I have total RNA-seq data and would like to compute TPM and FPKM values for a read count matrix generated for lncRNAs using the annotation file gencode.v28.long_noncoding_RNAs.gtf. To compute TPM and FPKM from the counts I first need the lengths of the lncRNA genes, which I obtain by summing their exon lengths accounting for overlaps using the R package GenomicFeatures. Then I compute effective length as gene length minus average fragment length + 1 (average fragment length was average insert length for any sample as provided to me by the sequencing lab).

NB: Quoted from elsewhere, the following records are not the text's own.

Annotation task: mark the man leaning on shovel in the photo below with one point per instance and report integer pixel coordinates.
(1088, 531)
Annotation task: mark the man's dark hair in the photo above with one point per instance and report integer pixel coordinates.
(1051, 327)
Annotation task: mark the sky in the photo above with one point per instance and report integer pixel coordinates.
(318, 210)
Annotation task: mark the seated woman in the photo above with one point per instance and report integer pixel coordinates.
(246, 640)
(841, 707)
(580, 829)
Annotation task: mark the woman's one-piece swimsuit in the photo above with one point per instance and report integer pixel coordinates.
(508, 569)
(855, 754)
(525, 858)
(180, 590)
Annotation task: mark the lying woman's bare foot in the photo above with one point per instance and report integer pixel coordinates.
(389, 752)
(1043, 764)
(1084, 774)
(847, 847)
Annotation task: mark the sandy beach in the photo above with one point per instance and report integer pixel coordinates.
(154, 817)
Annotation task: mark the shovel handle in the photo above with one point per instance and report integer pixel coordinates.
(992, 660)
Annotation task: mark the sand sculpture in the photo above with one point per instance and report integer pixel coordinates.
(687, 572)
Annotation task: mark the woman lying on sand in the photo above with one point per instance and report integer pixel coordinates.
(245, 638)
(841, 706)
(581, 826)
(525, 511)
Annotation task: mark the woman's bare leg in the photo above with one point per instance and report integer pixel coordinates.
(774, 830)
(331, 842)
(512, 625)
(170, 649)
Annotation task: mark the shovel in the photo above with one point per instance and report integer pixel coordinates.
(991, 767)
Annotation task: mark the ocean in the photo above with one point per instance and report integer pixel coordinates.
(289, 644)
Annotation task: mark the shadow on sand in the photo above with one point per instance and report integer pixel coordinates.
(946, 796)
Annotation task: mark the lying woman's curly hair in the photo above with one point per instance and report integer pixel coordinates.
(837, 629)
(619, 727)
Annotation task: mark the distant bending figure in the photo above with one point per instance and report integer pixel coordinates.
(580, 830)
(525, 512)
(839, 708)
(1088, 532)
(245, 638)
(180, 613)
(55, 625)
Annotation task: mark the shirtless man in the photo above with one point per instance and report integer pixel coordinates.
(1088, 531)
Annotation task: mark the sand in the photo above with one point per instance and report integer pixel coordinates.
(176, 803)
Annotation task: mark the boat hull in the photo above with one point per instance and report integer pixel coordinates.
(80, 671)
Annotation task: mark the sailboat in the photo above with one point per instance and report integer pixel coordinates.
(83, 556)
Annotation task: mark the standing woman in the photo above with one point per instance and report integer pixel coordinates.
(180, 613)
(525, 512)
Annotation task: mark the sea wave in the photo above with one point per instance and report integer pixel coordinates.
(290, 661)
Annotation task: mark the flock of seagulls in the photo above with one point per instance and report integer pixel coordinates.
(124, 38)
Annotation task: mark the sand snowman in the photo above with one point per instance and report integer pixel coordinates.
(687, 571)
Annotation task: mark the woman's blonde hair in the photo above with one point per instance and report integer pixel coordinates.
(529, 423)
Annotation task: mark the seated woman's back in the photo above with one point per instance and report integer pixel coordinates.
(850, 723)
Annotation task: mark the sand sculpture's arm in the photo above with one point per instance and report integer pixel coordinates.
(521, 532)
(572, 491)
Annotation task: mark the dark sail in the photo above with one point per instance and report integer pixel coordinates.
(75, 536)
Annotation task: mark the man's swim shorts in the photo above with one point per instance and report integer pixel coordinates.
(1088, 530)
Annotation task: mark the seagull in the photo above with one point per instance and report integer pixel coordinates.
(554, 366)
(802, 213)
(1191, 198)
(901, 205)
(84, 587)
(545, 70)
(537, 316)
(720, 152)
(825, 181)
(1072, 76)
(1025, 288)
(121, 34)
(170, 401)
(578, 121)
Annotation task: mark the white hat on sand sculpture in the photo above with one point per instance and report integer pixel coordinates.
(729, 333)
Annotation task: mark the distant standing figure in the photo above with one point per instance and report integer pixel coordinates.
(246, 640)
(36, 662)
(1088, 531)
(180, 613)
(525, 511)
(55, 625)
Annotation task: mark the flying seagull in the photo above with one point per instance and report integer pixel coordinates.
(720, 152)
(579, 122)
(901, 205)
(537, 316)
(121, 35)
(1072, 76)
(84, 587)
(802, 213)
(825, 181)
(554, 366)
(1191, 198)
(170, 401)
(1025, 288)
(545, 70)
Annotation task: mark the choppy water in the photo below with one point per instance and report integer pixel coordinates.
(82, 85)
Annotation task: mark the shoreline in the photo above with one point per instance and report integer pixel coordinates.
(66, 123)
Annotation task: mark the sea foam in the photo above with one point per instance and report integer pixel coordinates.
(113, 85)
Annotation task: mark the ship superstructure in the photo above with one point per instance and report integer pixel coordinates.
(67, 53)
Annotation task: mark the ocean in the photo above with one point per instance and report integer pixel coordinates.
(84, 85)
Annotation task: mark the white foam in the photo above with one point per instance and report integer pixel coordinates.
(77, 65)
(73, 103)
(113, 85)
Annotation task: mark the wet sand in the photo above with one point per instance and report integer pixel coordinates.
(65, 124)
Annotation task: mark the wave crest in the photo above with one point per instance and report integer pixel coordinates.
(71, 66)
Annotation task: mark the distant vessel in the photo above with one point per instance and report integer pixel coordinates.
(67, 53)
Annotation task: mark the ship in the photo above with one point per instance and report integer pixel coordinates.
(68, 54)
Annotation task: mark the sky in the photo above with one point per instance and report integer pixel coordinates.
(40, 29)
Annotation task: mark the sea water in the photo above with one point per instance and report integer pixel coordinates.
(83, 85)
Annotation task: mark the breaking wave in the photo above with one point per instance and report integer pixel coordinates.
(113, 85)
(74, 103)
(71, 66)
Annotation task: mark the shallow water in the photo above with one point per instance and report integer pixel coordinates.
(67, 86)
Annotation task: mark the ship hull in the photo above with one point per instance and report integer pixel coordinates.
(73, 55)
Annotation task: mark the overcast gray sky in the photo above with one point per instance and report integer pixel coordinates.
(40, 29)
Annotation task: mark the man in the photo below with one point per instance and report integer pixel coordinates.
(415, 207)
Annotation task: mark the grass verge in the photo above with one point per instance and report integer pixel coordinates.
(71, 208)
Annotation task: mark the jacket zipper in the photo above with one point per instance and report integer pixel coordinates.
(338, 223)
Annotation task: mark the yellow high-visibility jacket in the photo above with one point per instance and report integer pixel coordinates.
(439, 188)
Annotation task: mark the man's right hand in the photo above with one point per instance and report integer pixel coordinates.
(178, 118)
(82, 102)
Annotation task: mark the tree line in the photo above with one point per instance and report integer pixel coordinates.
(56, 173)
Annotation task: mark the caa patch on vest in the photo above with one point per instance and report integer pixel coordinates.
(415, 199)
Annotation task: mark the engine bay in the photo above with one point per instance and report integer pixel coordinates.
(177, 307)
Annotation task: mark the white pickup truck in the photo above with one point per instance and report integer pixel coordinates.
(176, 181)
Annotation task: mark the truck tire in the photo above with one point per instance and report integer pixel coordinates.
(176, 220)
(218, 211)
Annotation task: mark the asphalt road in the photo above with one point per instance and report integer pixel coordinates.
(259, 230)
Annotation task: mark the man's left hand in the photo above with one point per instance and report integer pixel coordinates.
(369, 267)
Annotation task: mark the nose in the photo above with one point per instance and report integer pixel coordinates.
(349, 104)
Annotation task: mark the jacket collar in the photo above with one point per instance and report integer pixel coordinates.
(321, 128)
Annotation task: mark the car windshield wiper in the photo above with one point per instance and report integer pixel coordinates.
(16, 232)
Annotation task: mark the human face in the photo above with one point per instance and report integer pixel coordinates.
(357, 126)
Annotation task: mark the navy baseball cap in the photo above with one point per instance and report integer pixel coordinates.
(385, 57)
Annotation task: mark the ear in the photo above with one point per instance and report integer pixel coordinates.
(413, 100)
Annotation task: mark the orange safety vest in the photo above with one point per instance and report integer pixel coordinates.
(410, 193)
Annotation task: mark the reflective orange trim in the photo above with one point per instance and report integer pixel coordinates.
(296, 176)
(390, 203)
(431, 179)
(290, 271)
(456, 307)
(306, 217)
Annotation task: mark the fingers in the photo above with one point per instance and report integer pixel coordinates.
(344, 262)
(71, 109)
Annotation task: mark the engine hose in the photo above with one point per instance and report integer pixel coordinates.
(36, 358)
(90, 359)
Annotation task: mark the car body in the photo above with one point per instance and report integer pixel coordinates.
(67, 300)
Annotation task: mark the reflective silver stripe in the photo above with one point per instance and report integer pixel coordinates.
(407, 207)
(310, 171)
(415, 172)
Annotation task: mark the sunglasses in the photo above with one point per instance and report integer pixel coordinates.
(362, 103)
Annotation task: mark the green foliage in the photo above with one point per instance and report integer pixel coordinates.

I used the following code:

library(GenomicFeatures)
txdb <- makeTxDbFromGFF("/home/inah/MESA_mRNAseq_New/gencode.v28.long_noncoding_RNAs.gtf", format="gtf",organism="Homo sapiens")
exons.list.per.gene <- exonsBy(txdb,by="gene")
exonic.gene.sizes <- lapply(exons.list.per.gene,function(x){sum(width(reduce(x)))})
exonic.gene.lengths <- as.numeric(exonic.gene.sizes)
names(exonic.gene.lengths) <- names(exonic.gene.sizes)
summary(exonic.gene.lengths)
#   Min. 1st Qu.  Median    Mean 3rd Qu.    Max.
#     68     499     734    1440    1775  205012

35 of the 15779 exonic.gene.lengths values are less than the average fragment length of 134 (for one sample).  So something must be going wrong here. So the effective gene length would be negative for these 35 lncRNAs. 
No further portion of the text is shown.